Symptoms include infinite recursions and some sort of regression in the module system. I've tried to find the root cause by
- bisecting, but the git history of this change isn't conducive to it
- reading through the change for two potential causes
- accidentally forcing more evaluation than necessary
- memory corruption
I haven't managed to find it, so for the time being, I've reverted this change. Any help would be much appreciated, as we'd like to have this change back, both because it is a very welcome change and because other PRs would not to have conflicts resolved if we don't manage to merge this soon.
Do we have any test cases for these issues? I think a PR with the "revert of the revert" + some failing tests would be a good starting point, and then hopefully @layus or another person can pick up the baton from there.
Hi, having a look right now. There are plenty of potential fixes. Finding failing tests would be tremendously useful indeed. Any help welcome. For now I am focusing on reproducing the nixpkgs-lib-tests failures.

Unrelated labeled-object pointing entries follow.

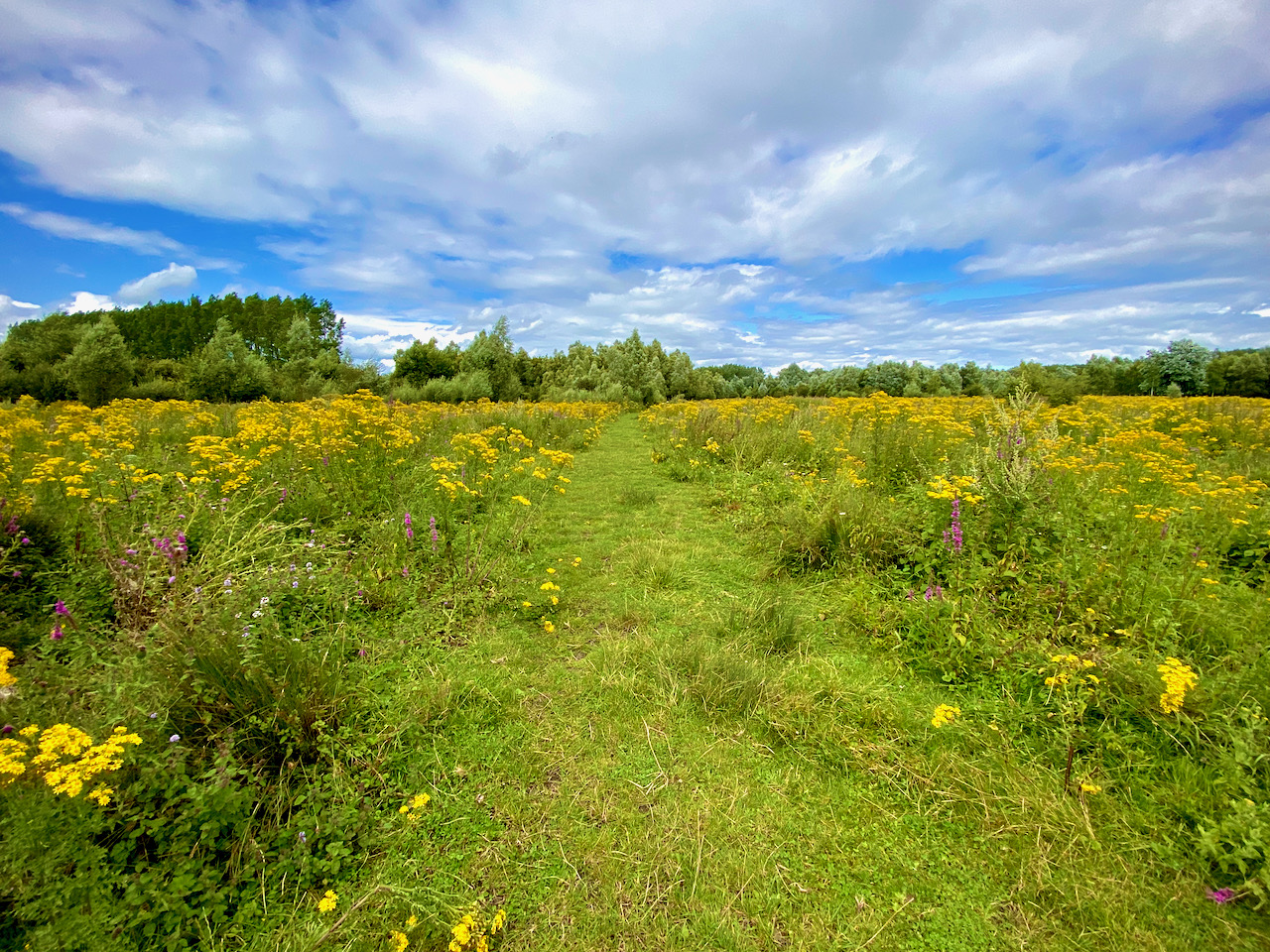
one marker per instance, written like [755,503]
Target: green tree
[1183,363]
[100,367]
[490,356]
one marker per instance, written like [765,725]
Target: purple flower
[953,532]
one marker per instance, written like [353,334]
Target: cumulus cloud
[85,301]
[16,311]
[151,287]
[447,166]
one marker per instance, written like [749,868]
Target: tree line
[238,349]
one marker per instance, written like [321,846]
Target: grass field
[670,680]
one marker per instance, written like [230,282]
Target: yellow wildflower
[1178,678]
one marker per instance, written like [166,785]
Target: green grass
[707,756]
[714,748]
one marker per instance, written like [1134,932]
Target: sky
[763,182]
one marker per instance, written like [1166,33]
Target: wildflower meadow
[771,673]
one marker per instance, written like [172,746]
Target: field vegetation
[786,673]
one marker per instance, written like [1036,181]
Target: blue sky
[765,182]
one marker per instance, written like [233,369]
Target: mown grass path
[703,754]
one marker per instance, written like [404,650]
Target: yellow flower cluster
[1178,678]
[471,933]
[66,758]
[414,805]
[953,488]
[72,452]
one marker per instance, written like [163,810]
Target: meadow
[758,674]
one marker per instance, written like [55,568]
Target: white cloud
[16,311]
[87,301]
[454,164]
[150,287]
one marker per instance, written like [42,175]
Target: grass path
[706,756]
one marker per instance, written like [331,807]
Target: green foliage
[99,368]
[225,370]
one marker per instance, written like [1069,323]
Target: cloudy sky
[757,181]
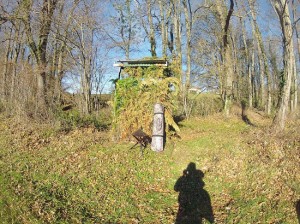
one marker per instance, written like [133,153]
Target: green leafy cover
[135,95]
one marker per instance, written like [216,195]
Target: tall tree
[282,9]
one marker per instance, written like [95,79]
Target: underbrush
[72,119]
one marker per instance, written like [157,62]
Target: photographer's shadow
[194,201]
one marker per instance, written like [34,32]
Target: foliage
[136,95]
[73,119]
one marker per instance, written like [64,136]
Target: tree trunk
[227,58]
[282,9]
[249,65]
[188,27]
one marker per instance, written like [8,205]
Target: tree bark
[282,9]
[263,63]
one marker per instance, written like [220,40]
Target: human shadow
[194,201]
[298,210]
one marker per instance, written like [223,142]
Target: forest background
[234,49]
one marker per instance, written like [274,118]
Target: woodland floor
[48,176]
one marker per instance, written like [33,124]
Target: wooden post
[158,132]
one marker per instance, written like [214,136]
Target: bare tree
[282,9]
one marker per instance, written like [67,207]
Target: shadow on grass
[194,201]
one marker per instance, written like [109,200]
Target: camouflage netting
[135,95]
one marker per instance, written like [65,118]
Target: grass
[47,176]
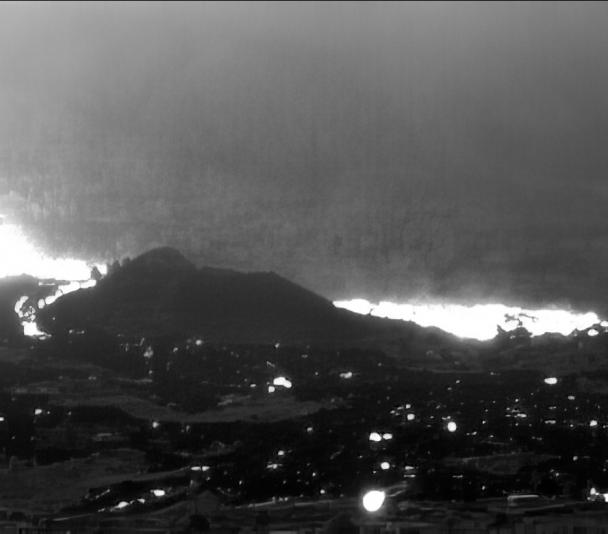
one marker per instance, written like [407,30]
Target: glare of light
[281,381]
[374,436]
[24,258]
[373,500]
[479,321]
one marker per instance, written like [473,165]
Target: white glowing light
[24,258]
[374,436]
[373,500]
[478,321]
[281,381]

@layus so far I have not seen a behavioral regression, only a change (and improvement in the error message) in the error message output. I added a reproducer to more quickly try out Nix versions: https://github.com/NixOS/nix/pull/7621#issuecomment-1387718654
So first there is indeed a change where I introduced "frame" traces (pardon the naming here). Think of them as more important trace points, like function calls and builtins.derivation calls. This explains why the addErrorTrace thing is invisible: it happens after a function call in the trace. I have confirmed that removing this notion of frame traces fixes the nixpkgs tests errors. There are two solutions
- disable frame traces
- make addErrorTrace a frame trace.
I think 2 is better because we keep the terseness of the output, and it even makes sense, as a message that a human took time to write for debugging purposes deserves to be printed in the end :-). Working on it.